「まるで別人」ドジャース佐々木朗希が“防御率6.35→2.55”のナゼ「急改善した15.71」「フォーク2球種化だけでなく…」V字回復に潜む意外なデータ
160キロ超フォーシームが蘇った
MLB公式サイトの「STATCAST」から、今年の佐々木の投球を球種別に集計する。以下、佐々木の今季球種と昨年のデータ。%は全投球数に占める割合 球速、回転数は平均。 ・フォーシーム 2025年 49.9% 球速154.7km/h 回転数2085 被打率.256 被本塁打6 2026年 43.2% 球速156.4km/h 回転数2199 被打率.303 被本塁打6 フォーシームの球速は1.7km/h上がり回転数も114アップしている。球威は増しているが、MLBの投手にとってこれくらいの速球は攻略できる。被打率は3割と悪化した。しかし5月以降、球速はさらに上がっている。 昨年、160km/hの球速を記録したのは東京ドームでの開幕戦の4球だけだった。今季も4月末までは1球だけだったが、5月以降は、6月5日のエンゼルス戦での161.9km/hを最高に160km/h以上を11球も記録している。

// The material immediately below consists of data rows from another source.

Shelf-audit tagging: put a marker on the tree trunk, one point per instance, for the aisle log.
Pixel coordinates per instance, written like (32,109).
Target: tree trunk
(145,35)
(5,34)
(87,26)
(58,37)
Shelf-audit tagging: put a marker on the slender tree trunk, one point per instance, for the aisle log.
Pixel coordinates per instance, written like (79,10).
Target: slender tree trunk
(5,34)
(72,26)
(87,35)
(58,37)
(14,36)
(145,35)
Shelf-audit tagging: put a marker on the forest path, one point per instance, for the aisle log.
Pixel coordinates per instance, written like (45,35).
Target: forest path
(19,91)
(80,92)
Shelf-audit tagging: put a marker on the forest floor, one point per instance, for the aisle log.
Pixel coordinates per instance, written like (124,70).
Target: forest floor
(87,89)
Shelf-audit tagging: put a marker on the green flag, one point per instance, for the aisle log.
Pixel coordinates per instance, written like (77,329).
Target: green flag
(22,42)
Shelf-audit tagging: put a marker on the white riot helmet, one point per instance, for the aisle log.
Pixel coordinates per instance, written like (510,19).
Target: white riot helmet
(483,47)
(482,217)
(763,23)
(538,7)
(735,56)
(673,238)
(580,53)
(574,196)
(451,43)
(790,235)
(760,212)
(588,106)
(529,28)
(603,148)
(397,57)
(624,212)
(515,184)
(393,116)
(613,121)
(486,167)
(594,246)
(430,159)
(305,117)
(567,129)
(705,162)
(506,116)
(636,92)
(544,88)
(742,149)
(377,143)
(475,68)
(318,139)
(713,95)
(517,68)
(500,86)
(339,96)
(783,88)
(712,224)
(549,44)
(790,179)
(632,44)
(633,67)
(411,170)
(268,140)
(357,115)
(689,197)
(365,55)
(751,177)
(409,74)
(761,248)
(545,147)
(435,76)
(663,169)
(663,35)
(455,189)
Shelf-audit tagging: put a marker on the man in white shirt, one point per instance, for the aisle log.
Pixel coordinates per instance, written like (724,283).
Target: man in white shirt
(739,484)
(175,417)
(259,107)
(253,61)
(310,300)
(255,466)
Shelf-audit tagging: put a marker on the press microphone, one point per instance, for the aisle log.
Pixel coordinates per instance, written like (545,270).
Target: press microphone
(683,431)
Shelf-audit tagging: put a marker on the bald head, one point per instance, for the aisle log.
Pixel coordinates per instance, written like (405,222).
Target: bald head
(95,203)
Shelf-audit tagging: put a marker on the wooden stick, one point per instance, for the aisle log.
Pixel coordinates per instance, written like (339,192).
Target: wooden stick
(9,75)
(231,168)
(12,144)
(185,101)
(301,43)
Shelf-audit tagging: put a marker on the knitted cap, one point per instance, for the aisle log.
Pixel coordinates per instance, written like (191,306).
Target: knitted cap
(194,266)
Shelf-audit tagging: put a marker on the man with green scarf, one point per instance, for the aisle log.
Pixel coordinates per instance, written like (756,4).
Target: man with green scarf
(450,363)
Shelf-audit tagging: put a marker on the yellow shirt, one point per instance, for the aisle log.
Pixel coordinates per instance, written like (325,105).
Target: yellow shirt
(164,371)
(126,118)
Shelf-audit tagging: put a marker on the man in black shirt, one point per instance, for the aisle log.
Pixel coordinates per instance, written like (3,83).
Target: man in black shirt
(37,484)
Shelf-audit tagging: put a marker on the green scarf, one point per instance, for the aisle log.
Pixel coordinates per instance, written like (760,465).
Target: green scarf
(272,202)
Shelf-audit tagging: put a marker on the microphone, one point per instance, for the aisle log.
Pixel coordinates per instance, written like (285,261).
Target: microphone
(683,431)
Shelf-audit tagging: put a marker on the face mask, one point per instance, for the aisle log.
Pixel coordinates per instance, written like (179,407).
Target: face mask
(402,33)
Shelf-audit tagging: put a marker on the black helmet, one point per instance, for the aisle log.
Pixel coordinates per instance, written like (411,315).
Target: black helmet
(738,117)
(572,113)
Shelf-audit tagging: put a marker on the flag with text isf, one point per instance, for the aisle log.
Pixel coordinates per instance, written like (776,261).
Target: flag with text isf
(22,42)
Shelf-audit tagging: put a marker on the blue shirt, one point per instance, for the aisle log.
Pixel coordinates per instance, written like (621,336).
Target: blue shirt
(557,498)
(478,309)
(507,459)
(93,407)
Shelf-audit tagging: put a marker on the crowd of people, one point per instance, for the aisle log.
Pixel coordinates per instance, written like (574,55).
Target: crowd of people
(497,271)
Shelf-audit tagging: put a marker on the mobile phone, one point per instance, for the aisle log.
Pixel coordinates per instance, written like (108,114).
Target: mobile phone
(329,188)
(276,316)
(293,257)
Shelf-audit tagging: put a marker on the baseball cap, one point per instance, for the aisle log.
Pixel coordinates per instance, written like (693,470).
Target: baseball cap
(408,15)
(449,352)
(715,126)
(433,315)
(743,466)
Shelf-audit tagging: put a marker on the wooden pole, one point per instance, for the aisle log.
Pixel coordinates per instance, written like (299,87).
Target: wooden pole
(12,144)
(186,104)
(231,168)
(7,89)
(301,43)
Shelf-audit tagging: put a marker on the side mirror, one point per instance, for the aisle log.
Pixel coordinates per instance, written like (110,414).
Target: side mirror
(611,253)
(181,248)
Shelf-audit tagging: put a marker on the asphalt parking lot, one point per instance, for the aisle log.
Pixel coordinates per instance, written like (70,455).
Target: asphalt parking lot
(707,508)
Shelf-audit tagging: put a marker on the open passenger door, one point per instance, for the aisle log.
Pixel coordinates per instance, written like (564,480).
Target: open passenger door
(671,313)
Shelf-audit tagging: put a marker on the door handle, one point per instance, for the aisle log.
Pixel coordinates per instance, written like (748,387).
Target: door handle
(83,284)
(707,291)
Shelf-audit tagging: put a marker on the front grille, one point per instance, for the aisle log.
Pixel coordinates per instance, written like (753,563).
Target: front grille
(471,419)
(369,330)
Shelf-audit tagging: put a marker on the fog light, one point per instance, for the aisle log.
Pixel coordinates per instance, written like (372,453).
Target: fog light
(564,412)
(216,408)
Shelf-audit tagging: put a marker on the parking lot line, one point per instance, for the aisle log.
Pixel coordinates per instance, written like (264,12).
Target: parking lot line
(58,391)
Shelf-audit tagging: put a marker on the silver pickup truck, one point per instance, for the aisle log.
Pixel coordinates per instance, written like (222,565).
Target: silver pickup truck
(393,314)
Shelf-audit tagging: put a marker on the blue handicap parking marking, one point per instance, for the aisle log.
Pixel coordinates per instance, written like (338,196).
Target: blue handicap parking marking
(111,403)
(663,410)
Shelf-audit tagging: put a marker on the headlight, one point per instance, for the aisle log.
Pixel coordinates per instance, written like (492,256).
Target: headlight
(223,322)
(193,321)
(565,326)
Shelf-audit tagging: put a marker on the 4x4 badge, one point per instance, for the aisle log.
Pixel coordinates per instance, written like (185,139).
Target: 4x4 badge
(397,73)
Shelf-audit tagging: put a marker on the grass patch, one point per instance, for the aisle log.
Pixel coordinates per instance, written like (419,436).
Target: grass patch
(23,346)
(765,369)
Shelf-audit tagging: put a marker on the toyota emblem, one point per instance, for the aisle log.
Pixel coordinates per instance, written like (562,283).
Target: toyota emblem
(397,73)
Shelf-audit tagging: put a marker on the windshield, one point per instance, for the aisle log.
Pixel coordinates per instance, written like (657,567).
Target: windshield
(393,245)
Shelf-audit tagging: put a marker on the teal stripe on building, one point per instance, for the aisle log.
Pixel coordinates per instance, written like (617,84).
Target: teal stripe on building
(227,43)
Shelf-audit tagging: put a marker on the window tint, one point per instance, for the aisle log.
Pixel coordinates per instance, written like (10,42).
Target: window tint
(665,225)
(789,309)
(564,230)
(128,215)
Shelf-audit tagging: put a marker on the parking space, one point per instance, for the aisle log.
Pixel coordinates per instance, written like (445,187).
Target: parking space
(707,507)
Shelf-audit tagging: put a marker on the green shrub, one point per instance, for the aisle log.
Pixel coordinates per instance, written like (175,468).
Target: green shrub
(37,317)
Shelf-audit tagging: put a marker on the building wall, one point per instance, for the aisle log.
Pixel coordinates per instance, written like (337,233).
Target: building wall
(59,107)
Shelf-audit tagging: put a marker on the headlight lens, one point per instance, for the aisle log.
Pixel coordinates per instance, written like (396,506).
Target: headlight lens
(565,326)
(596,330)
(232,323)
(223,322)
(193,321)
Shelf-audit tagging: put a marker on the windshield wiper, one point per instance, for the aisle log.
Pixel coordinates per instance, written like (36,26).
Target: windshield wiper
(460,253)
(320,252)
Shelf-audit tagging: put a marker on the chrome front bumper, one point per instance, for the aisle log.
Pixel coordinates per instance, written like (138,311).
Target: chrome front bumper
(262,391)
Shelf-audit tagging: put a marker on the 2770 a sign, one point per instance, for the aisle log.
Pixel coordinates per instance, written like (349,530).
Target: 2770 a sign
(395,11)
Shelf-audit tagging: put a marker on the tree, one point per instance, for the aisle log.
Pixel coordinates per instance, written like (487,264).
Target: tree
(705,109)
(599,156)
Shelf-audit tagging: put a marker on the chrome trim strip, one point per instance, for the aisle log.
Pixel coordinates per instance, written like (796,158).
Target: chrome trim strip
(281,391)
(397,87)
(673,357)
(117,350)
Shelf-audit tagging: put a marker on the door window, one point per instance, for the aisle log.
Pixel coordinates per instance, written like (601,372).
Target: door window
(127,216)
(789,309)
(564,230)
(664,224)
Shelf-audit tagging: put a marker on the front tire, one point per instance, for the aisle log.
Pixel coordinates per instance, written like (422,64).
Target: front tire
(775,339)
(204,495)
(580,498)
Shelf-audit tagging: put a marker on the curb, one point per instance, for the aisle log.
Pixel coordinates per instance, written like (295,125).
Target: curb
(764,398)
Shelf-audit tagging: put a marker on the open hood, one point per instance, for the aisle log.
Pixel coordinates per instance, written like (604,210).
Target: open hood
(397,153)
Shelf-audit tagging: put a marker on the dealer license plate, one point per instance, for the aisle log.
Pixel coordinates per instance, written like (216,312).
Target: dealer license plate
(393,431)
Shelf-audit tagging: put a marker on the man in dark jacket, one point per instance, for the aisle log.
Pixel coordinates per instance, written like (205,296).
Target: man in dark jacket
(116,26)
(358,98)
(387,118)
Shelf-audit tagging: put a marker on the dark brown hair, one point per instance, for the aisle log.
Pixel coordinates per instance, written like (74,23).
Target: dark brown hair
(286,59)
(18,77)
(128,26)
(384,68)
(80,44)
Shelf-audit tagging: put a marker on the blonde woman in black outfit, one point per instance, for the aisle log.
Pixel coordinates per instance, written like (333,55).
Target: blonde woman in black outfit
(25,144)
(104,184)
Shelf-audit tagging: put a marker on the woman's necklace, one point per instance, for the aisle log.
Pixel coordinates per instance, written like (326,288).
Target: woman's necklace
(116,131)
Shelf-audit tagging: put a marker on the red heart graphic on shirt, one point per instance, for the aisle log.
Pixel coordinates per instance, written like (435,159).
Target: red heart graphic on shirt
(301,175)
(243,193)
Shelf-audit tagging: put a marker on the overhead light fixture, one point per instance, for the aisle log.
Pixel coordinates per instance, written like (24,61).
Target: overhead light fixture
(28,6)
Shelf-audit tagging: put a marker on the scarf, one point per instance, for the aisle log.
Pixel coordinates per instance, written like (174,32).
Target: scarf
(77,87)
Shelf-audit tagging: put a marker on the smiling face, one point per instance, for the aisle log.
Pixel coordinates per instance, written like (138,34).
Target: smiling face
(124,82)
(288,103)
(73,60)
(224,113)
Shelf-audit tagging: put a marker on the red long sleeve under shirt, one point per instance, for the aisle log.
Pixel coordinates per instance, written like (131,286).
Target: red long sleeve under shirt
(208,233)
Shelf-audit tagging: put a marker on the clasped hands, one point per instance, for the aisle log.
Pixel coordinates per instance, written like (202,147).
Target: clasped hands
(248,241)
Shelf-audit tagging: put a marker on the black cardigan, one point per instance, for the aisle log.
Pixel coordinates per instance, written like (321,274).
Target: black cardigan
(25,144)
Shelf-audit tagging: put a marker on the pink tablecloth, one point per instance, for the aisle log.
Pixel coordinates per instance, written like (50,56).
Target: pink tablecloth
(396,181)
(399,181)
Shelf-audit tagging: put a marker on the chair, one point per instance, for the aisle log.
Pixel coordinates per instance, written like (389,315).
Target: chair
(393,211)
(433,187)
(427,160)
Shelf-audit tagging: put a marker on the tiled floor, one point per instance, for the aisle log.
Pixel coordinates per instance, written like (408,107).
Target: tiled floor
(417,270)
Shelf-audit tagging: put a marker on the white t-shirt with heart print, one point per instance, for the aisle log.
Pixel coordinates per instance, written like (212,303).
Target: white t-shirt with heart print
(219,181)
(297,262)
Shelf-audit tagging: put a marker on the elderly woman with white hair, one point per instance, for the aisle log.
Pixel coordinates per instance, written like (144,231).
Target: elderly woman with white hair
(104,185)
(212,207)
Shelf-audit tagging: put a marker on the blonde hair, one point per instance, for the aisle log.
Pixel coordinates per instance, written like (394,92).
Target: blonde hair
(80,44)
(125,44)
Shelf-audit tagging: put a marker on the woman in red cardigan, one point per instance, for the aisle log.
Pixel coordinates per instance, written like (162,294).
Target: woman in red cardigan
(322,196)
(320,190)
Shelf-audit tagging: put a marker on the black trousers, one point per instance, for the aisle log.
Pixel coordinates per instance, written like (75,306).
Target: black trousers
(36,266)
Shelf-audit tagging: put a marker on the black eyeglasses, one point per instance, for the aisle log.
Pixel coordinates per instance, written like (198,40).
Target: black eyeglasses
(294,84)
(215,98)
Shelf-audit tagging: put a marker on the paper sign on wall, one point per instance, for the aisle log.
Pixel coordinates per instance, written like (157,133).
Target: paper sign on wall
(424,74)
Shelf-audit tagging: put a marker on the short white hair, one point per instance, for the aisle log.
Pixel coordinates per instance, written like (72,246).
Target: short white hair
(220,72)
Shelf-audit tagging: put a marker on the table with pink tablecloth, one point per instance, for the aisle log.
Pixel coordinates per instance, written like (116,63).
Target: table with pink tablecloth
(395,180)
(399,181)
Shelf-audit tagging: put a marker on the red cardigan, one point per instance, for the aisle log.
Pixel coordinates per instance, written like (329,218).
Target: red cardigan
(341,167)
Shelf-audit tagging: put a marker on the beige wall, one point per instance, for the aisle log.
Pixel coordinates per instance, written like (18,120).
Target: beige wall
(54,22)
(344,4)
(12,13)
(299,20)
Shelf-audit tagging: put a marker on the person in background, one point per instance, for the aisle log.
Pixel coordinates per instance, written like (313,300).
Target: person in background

おそらく「ギアを上げる」ことができるようになったのだろう。 昨シーズン終了後、佐々木朗希はロバーツ監督から一つのテーマを与えられていた。それは「球種を増やす」こと。佐々木はNPB時代、最速165km/hのフォーシームと急速に落下するフォークで圧倒的なパフォーマンスを見せてきた。3番目の球種としてスライダーもあったが、ほとんどこの2球種だけで快投を演じてきた。 しかしMLBでは、ボールやマウンドの違和感もあって、フォーシームは球速が落ちた。フォークはストライクゾーンを外れるようになり、被打率こそ低かったが、打者は手を出さなくなった。その投球パターンしかなかった佐々木は窮地に陥った。そこでロバーツ監督は、球種を増やし「投球の幅」を拡げるように指示をしたわけだ。
データに見える意外な事実…宝刀を投げ分け?
筆者は3つ目の球種は、以前から投げていたスライダーだと思っていた(昨年はMLBではスイーパーと記録された)。しかし「STATCAST」で集計して、意外なことに気が付いた。 ・フォーク 2025年 33.5% 球速136.6km/h 回転数492 被打率.146 被本塁打0 2026年 14.2% 球速137.1km/h 回転数596 被打率.219 被本塁打2 ・スプリッター 2025年 なし 2026年 20.9% 球速145.2km/h 回転数971 被打率.154 被本塁打1 MLBのデータでは昨年、佐々木はフォークしか投げていなかったが、今年はフォークとスプリッターを投げている。スプリッター(スプリット・フィンガード・ファストボール)とフォークは、日本では同義語のように思われているが、MLBでは球速が速いのが「スプリッター」、それより遅いのが「フォーク」だ。 回転数が1000以下のこの2つの球種は、ともにボールが急落する印象を与える。フォークが緩急の違う2つの球種に分化したことで、打者はより的が絞りにくくなったと考えられる。球速が8km/hも違うことから、佐々木は意識してこの2球種を投げ分けているのでないか?